Il n’est pas rare de discuter avec des gens qui basent leur réalité sur tout une série d’anecdotes. Ils chercheront souvent à vous convaincre de la même manière qu’ils ont été convaincus : par des anecdotes. Exemple : “Je connais quelqu’un qui connait quelqu’un (répéter à l’infini) qui a soigné sa tumeur grâce à une psychothérapie qui consistait à parler de son enfance !”
C’est le sophisme qui se base sur le principe de la faillibilité de la science, en ceci que “Galilée en son temps fut ridiculisé, alors qu’il avait raison !”. Ce sophisme permet à ceux qui croient en des pseudo-sciences et autres croyances sans preuve qu’un jour viendra où ils auront enfin une certaine reconnaissance scientifique (tout en la critiquant sèchement et en la rejetant quand elle ne va pas dans leur sens). Ainsi, cela permet d’affirmer n’importe quoi à l’aspect quelque peu scientifique sous prétexte que toute bonne science n’a pas été reconnue comme telle dès le début, sans prendre en compte le contexte de l’avancée des connaissances (la religion dans le cas de Galilée).
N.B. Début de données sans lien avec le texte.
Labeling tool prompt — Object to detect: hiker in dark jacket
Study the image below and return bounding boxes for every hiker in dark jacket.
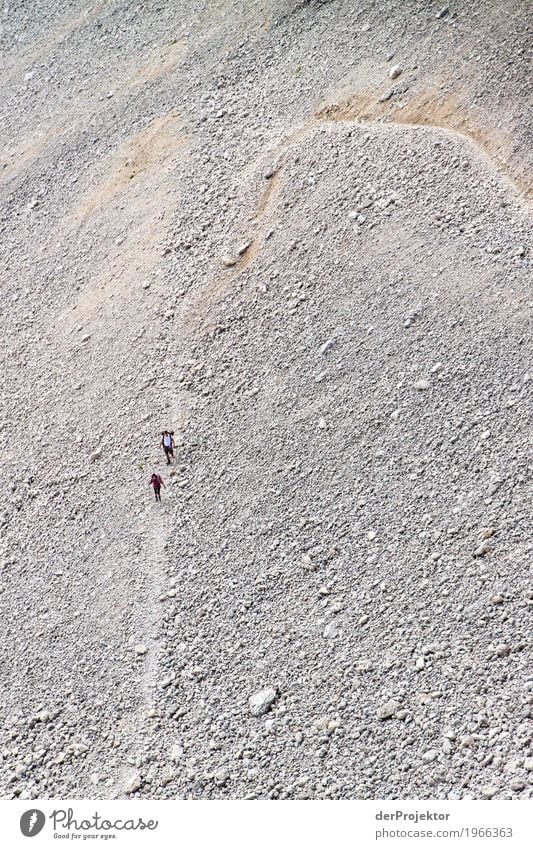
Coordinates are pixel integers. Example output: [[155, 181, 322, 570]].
[[161, 430, 174, 466], [150, 472, 165, 501]]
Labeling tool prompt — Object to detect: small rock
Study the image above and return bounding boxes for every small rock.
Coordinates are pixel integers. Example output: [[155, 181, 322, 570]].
[[377, 699, 400, 719], [174, 743, 183, 764], [300, 554, 318, 572], [248, 687, 278, 716], [320, 339, 335, 354], [213, 769, 229, 787], [494, 643, 510, 660], [322, 619, 341, 640], [481, 787, 498, 799], [124, 772, 142, 794]]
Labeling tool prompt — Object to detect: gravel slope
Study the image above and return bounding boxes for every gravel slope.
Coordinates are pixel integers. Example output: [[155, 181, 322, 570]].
[[0, 0, 533, 798]]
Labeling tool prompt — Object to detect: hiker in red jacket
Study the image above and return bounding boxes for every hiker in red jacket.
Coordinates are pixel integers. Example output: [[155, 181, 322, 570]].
[[150, 472, 165, 501]]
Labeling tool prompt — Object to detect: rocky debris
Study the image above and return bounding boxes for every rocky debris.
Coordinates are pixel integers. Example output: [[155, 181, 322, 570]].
[[377, 699, 401, 719], [248, 687, 278, 716], [124, 772, 142, 796], [0, 0, 533, 799]]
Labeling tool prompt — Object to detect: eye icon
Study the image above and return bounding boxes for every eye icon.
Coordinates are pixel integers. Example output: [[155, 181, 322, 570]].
[[20, 808, 46, 837]]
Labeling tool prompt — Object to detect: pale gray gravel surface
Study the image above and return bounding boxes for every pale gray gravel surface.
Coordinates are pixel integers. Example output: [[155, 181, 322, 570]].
[[0, 0, 533, 799]]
Dans un pari, on a tendance à croire que les précédents ont une influence sur les prochains. Il n’en est rien puisque les probabilités ne changent pas d’un jet de dé à l’autre, même si l’on peut faire des probabilités sur des suites de jets. Ainsi, il est possible que certains essaient de vous convaincre que si vous avez fait un bon jet de dé, vous êtes en veine et il faut continuer à jouer !
On se sert avec cet argument de l’aspect esthétique afin d’appuyer une affirmation. Ainsi, si une voiture est stylée, elle est forcément de bonne facture. Si une femme est jugée belle, alors c’est qu’elle dispose de certaines vertus, etc.
Ce sophisme consiste à prétendre que les caractéristiques ou les convictions d’une partie d’un groupe s’appliquent à la totalité du groupe. Exemple : “Les terroristes aujourd’hui sont des islamistes radicaux, tous les musulmans sont donc susceptibles de devenir terroristes.”
Celui-ci implique l’inverse du précédent. Ce sont les caractéristiques du groupe que l’on va appliquer à une partie des individus composant le groupe. Exemple : “La religion catholique est contre l’homosexualité. Lui, il est catholique donc forcément contre l’homosexualité.”
Il s’agit ici de faire croire que si deux choses ont une même propriété, cela voudrait dire qu’elles sont identiques.
Appliquer trop largement une règle globale. Par exemple : “Cette jeune fille est en perdition et, comme pour toutes les jeunes filles en perdition, c’est à cause d’un manque d’autorité paternelle.”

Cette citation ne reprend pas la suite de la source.